PRAB also set up a site at the Ciclovia, and PRAB staffer Cuqui runs an all-day party, with music, toy giveaways, and who knows what else; they were on the other side of the van (with the speakers pointing away; still, sometimes conversation was difficult!).
WE probably attended to well over 100 bikes over the course of the day. Many, of course, just need tires inflated, but some need tubes changed; many needed simple adjustments, but I was able to fix several broken or missing brakes, and even was able to cut and re-route a brake cable on one youngster's BMX. They're mostly "toy-store bikes", with components that don't match well (and some of them have never been adjusted), and my contention is that if I can get those things to go, working on higher-end bikes, where the standards all match, is a piece of cake.
I rode in from home. Below is the new Krakow Monster, loaded up with a tool box and a blue bag I wear on my back (those are my morning bagels in the brown bag):
Below, Cuqui, settin' up to rock the neighborhood.
Wen Shu, below, was a volunteer from Rutgers.
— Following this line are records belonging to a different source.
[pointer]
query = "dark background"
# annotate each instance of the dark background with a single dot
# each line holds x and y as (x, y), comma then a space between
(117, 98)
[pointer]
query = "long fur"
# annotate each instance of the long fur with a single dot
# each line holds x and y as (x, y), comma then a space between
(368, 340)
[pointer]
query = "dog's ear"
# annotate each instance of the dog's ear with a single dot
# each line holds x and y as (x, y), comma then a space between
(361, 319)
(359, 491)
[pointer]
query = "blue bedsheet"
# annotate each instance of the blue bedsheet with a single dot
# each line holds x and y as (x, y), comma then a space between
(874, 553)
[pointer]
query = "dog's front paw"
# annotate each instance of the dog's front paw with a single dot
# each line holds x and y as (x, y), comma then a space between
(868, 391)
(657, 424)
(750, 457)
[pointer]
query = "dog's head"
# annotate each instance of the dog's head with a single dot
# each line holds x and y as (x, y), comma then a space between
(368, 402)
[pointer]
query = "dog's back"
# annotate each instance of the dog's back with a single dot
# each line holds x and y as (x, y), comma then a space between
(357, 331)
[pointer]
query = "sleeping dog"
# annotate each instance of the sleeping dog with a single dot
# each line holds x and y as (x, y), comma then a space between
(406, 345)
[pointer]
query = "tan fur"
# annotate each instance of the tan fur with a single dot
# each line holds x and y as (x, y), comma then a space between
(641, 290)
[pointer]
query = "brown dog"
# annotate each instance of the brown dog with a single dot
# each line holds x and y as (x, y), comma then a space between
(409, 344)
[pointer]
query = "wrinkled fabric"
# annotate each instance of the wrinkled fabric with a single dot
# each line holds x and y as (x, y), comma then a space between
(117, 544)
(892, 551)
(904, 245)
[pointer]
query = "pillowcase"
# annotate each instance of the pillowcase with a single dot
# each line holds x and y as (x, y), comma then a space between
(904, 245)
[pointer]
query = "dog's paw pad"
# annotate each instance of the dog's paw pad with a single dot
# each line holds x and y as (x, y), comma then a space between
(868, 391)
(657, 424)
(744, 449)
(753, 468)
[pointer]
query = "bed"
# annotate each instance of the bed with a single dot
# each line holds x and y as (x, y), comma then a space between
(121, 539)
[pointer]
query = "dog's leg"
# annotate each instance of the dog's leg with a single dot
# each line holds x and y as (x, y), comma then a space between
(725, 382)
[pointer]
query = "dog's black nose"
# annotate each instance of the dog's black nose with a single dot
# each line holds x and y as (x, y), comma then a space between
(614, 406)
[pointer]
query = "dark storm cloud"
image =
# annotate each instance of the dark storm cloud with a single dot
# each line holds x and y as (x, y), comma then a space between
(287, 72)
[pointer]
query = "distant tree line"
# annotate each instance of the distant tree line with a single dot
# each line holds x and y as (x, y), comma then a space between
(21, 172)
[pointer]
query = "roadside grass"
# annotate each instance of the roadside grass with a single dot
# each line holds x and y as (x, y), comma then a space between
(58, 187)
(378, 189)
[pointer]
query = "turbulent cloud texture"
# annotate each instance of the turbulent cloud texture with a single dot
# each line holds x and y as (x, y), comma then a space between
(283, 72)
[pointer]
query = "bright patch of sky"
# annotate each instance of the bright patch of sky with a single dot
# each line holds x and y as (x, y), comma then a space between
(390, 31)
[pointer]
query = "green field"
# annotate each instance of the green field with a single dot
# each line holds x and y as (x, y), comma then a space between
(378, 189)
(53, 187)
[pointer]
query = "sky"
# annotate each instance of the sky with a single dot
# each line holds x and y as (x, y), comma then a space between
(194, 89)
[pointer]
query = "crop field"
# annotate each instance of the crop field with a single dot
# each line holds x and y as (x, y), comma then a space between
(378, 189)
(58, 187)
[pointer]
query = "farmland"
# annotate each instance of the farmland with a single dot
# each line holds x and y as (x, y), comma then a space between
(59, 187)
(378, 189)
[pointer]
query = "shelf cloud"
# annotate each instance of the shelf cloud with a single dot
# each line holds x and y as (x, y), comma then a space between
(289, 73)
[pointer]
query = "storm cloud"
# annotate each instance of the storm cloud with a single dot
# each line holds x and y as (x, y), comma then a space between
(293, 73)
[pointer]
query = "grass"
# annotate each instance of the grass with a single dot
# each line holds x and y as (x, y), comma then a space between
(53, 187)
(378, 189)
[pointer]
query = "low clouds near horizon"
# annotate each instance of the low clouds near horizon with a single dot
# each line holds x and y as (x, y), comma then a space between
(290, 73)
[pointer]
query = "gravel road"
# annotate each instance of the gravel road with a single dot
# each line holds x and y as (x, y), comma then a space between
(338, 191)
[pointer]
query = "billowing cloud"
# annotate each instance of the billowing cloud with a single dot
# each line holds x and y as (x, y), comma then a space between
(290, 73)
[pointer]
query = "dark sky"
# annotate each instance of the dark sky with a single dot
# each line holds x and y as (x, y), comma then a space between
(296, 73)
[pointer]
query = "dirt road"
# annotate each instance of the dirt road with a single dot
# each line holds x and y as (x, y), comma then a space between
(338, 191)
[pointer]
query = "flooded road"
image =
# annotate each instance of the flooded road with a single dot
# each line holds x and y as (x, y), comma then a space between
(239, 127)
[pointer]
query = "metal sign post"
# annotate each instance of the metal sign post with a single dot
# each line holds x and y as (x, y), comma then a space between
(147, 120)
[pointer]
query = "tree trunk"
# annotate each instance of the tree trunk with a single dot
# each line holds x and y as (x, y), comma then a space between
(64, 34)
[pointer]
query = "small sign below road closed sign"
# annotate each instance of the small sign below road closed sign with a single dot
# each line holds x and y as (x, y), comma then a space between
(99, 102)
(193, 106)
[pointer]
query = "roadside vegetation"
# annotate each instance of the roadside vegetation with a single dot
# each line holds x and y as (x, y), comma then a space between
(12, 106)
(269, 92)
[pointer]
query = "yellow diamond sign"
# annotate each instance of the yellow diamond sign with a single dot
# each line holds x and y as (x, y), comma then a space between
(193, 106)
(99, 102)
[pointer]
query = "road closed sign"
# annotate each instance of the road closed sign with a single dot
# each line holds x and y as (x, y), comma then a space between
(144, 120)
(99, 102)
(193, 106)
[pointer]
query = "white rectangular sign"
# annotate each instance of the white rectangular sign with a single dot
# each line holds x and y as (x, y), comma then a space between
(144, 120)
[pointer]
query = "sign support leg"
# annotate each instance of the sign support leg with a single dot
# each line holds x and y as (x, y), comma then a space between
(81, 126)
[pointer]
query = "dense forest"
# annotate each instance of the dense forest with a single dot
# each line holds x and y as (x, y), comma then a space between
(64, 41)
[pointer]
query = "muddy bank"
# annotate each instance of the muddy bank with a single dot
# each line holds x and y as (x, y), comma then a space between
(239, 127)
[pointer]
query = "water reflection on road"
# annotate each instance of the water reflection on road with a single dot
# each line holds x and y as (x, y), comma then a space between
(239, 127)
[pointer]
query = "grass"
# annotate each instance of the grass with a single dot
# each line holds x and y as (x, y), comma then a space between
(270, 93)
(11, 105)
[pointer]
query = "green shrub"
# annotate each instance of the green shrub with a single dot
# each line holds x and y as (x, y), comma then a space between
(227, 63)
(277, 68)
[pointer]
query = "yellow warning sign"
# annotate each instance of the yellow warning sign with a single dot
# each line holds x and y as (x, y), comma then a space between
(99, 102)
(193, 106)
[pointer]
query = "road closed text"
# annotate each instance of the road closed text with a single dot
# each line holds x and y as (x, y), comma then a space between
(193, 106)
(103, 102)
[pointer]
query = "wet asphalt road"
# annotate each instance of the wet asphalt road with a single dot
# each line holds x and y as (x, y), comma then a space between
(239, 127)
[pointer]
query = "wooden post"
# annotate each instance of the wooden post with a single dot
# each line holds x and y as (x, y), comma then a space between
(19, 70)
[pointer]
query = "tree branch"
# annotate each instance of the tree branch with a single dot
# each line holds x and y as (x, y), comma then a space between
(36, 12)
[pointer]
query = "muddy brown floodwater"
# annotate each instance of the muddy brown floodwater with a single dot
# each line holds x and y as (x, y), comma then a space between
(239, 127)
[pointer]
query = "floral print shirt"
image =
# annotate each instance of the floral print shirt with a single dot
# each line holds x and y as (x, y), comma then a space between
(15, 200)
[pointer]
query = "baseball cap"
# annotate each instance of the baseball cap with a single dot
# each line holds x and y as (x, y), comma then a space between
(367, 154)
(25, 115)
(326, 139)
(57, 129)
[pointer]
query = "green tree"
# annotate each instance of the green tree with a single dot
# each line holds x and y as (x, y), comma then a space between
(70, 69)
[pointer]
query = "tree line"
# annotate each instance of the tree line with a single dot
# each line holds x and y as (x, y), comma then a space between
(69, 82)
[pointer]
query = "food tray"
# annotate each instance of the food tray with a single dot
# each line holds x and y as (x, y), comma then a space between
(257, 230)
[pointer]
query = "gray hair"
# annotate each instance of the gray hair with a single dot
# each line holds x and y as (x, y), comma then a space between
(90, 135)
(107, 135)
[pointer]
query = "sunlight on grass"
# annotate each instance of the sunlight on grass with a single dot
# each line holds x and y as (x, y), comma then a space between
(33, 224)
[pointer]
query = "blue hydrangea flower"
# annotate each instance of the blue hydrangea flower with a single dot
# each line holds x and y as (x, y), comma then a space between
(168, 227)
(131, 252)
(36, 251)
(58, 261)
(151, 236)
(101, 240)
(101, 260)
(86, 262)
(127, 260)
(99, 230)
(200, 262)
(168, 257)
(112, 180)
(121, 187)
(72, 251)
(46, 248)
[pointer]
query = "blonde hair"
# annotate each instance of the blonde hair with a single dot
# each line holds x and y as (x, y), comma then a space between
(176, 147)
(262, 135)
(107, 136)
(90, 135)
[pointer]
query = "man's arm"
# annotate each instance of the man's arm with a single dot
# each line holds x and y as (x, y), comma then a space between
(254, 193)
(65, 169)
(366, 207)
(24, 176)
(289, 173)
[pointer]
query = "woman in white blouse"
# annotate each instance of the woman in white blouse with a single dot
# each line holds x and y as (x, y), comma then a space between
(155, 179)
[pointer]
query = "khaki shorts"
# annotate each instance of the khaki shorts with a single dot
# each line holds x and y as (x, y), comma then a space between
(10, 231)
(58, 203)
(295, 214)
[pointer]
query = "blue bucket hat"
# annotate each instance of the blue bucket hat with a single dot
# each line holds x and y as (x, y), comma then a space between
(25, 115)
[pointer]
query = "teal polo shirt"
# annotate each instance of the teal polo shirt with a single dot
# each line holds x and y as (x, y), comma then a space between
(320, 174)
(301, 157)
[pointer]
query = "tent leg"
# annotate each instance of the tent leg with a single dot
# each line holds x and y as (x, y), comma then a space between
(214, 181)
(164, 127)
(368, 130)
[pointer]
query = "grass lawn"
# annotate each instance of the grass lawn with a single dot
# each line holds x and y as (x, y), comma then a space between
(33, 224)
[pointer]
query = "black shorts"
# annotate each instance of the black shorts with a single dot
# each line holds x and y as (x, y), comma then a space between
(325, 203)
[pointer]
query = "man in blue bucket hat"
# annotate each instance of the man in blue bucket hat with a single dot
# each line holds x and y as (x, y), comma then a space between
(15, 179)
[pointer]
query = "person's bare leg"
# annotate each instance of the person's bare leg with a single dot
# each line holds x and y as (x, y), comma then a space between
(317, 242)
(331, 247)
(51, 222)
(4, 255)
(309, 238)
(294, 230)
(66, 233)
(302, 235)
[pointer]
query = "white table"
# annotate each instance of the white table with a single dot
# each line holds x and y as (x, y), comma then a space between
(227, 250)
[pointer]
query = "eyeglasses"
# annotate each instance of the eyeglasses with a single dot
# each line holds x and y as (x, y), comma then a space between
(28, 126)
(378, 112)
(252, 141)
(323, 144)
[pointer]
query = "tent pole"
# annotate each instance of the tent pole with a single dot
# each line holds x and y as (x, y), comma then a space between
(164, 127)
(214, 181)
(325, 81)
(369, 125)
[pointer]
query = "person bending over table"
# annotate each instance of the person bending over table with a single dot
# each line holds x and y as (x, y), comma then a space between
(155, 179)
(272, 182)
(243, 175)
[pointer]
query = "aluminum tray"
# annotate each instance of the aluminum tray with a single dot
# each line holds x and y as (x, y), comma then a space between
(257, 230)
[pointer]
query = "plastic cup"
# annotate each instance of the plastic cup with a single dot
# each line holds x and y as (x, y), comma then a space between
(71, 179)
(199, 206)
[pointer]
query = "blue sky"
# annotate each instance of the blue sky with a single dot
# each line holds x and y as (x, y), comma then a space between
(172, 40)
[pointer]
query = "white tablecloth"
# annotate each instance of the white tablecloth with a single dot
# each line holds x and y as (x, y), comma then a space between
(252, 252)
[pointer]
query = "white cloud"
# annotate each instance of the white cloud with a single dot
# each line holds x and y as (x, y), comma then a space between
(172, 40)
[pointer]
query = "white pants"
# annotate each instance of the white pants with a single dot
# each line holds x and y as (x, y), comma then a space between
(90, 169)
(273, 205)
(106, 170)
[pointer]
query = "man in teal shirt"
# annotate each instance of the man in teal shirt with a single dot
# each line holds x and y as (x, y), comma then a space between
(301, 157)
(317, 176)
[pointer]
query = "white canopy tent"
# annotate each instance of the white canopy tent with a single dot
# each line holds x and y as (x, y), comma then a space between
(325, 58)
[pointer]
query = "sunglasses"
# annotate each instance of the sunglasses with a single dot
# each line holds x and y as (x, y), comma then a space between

He was marvelously helpful; I'm still recovering from my crash, and he was great about helping to get bikes on the stands, bending to fill tires, and stuff. It wasn't glamorous work, and he did it in good humor.
Fellow volunteers Dan Brooks, left, and Thomas Hillman, rear, with Wen Shu. I haven't seen these guys in a while.
The young women in the green vests were high-school students who were also volunteers. They were great, especially with the little kids.
Below, Annie, in the pink sweatshirt, came along with Thomas. I didn't get to talk to her much.
It's a tiring day, but I love to do it. The folks are always so grateful (except when they're not!), and I get to play with bikes for a day. I'm starting to get good at it, too; I may have to go pro!